I Can see you hurting beneath your new red dress
Beneath your sharp new shoes and your new tattoos you are direction-less.
And I know you’ve been working as hard as you can
To pre-empt the question, the expectation and I understand.So come on now if we all pull together, we can lift up the weight of the world from your shoulders
Lift the the weight of the world from your shoulders just for a moment or two.
So many masks to wear, so much weight to bear but you were only ever you
You were glorious you, you were glorious
Frank Turner, “Glorious You”
“You look great!” This is a phrase that I’ve heard quite a bit lately, especially over the past few months. My 14+ hour surgery in April and my long recovery caused me to drop several pounds. Shorts that I squeezed into are hanging down on me and showing my underwear now, so I guess those won’t work!
In my professional working days, I would dress up considerably to go to work (suits, nice dresses), and then immediately switch over to about one step up from homeless on my day off (sweat pant city, and not a hint of makeup). There really was no in-between. Now that I am not working, I find that I am seeking ways to find that middle ground. I don’t want to look run down every day. Just because I often feel like shit, doesn’t mean that I have to look like it.

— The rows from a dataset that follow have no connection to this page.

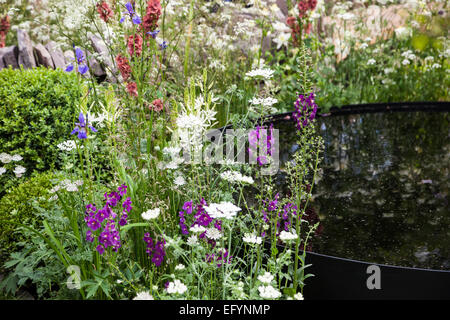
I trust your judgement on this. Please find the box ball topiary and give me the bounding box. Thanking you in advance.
[0,172,57,269]
[0,67,81,197]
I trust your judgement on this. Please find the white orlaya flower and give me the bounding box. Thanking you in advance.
[205,202,241,219]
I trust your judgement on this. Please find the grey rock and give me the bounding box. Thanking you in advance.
[17,29,36,69]
[89,34,113,68]
[89,34,118,83]
[0,46,19,69]
[45,41,66,70]
[86,51,106,77]
[34,43,55,68]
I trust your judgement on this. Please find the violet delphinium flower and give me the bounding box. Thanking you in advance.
[120,2,141,24]
[293,92,317,130]
[70,112,97,139]
[84,185,132,255]
[66,48,89,74]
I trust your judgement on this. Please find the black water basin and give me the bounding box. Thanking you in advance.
[274,103,450,299]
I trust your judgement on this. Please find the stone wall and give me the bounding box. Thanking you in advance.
[0,29,112,81]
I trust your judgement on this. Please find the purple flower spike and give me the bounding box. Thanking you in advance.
[66,48,89,74]
[70,112,97,139]
[96,244,105,255]
[293,92,318,130]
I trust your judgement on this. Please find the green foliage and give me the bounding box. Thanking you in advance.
[0,68,80,196]
[0,173,55,262]
[315,38,450,109]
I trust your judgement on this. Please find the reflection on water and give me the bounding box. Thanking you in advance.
[275,112,450,270]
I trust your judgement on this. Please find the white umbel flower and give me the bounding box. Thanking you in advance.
[186,234,198,246]
[167,279,187,294]
[173,176,186,187]
[0,152,12,163]
[189,224,206,233]
[11,154,23,161]
[206,228,222,240]
[141,208,161,220]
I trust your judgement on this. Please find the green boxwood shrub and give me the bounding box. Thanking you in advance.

My solution is to wear my cute little summer dresses and skirts almost every day. A simple dress with an application of mascara to make myself look more tired can go a long way.
Cancer has stolen so much from me. I am determined to delay the inevitable effects on my external appearance for as long as I possibly can.
To say that I’ve been given an interesting cornucopia of genetics (some of which I am convinced are what put me in this predicament) is an understatement. One thing I definitely received is thick hair genes. Prior to chemo, my hair was so thick that my hairdresser would not only marvel at how long it took to cut and dry it but also how much was left on the floor afterward.
That thick hair is thinning out. With every shower, with every hair brushing.
But luckily, you can’t tell yet. In fact, my sparser hair has actually made my hair more easy to style and put up than I can ever remember. That high ponytail that I saw other girls do? I can finally do it now, because I don’t have masses of hair bunching up in front. I can even clip part of it back now in a clip or barrette without it immediately popping open and breaking.
“Feeling run down? Try cancer! There’s nothing quite like 3-part surgeries, weeks of brutal recovery, and intravenous poison injections to put that pep in your step!”
And if I look this great? I couldn’t possibly really have a terminal illness. I must be recovering!
I’m very sorry to tell you that no, I’m not. There are a lot of things that I am experiencing that you don’t see:
– You don’t see the ostomy bag affixed to my body just under the underwear line.
– You don’t see the scar lines that look like a road map on my abdomen. It spans from my boobs down to my c- section line. Then just above my naval, on my right side there is a large half smile that they cut to get to my liver.
– You can’t feel the cramping that continues from my large ovarian met, or the constant irritation from a steady stream of UTI infections that have become a new normal while my body is still struggling to get used to my ureter stent.
– You can’t feel the fatigue, mood changes, nausea and other body issues caused in the days following chemo.
– You aren’t noticing (or at least aren’t telling me) that this new regimen has my face breaking out in ways that I haven’t seen since I was a teenager.
– When I’m not wearing a low neck dress or shirt, you can’t see the chemo port implanted under my skin. You can’t see that it still sometimes irritates me. That the seatbelt strap goes right across it and makes me flinch from it every time that I get in the car.
But I am glad that you don’t. My entire life is already engulfed in cancer and fears about what’s going wrong internally. I’m not rushing into putting that internal torment onto my external visage. I may eventually lose all of my hair. I might eventually look gaunt. But today I am not either.
So go ahead and tell me that cancer looks good on me- as long as you aren’t flat out lying to spare me.